Isla de azufre

Por: Andrés Pachano

Se dice que el azufre tiene el tenebroso olor al infierno y, aunque no existe, así ha de ser.

“…Por todas partes, al amanecer, yacen los muertos, resultado de la mayor de las violencias posibles. En ningún lugar del Pacífico he visto cuerpos tan destrozados. Muchos están seccionados por la mitad. Brazos y piernas, a 15 metros del torso más cercano…”.

Este un fragmento del dramático relato del corresponsal de guerra Robert Sherrod para la revista Time, escrito el 20 de febrero de 1945 desde el horror de una trinchera de Iwo Jima en el Pacífico, luego del desembarco Norteamericano del día anterior. Sin lugar a dudas el reportero veía el infierno desatado en esta isla que, en su idioma nativo, quiere decir ‘Isla de Azufre’.

Se acercaba el fin de la II Guerra Mundial y para las tropas norteamericanas era de vital importancia esta roca del archipiélago de las Islas Volcán, situada en mitad de camino entre las Marianas -base de los bombarderos B 29 Americanos- y Tokio, objetivo último de estos aviones. Su ocupación debilitaba la defensa japonesa a su patria, a la capital de su imperio. El alto mando americano decidió su invasión, previéndose que los combates no durarían más de cinco días. No contaron con la férrea voluntad de los soldados japoneses, ocultos en una inmensa red de túneles y la estrategia montada por el general Kuribayashi que obligó a cada combatiente a matar al menos diez soldados americanos antes de su propia inmolación.

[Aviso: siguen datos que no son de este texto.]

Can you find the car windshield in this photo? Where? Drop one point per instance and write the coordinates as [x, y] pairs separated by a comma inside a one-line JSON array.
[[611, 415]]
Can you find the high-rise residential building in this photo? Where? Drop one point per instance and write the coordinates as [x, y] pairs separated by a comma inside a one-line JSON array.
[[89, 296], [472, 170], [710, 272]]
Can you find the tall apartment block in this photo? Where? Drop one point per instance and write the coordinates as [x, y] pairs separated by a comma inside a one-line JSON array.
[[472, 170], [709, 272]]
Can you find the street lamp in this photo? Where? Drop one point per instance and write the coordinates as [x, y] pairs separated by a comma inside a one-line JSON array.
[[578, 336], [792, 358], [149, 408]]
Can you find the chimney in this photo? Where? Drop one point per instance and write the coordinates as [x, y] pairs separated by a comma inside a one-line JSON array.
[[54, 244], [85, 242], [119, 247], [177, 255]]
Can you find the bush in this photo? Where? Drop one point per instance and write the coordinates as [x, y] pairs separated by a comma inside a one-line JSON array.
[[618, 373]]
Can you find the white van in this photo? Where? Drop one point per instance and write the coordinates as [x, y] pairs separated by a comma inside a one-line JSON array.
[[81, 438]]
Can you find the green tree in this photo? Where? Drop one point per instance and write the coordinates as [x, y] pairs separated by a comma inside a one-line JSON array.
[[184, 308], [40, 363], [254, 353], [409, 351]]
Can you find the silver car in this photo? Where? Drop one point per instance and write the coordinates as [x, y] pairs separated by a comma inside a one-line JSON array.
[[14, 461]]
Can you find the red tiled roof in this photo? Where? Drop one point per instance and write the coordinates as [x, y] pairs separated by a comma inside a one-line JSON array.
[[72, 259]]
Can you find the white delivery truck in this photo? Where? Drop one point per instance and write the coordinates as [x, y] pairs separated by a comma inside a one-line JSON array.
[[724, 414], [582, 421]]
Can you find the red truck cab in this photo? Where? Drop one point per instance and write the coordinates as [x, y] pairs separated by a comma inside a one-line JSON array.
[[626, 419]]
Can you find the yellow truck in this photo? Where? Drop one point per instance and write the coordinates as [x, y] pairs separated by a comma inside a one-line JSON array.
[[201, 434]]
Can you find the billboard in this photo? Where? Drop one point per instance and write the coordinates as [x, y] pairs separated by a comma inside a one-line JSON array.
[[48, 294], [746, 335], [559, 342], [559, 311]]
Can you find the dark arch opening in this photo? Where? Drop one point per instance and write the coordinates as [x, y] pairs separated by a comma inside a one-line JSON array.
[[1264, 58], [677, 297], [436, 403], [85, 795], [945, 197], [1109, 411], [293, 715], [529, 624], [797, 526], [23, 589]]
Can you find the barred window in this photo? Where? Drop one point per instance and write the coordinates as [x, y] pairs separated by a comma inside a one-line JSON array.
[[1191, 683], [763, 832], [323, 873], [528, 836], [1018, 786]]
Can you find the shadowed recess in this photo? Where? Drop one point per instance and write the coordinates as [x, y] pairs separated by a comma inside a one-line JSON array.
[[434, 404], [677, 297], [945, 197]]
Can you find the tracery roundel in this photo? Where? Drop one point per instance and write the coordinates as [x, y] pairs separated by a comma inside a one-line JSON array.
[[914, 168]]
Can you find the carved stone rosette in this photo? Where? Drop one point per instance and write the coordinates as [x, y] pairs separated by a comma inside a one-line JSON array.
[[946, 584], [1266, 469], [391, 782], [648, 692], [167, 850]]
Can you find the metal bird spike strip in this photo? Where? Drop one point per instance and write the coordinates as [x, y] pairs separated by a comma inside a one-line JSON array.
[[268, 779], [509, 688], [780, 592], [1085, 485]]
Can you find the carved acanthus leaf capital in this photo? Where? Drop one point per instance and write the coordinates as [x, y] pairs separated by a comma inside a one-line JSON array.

Las arenas negras de las costas de Iwo Jima, al cabo de 36 días de mortandad se tiñeron de rojo, de miedo; aún en sus túneles permanecen, bajo el sulfuro de su suelo, el recuerdo de 20.700 combatientes del Imperio del Sol Naciente, casi la totalidad de los hombres desplegados (22.000), muertos en este combate, abrazados en sus trincheras por el fuego de lanzallamas de los marines americanos. Alrededor de 6.500 fueron los muertos del ejército de USA. Fueron los combates más violentos de la crueldad de esta guerra.

Para la gloria del triunfador ha quedado el monumento al izamiento de la bandera en la cima del monte Suribachi y para la memoria del vencido ha quedado el horror de cuerpos calcinados, desmembrados.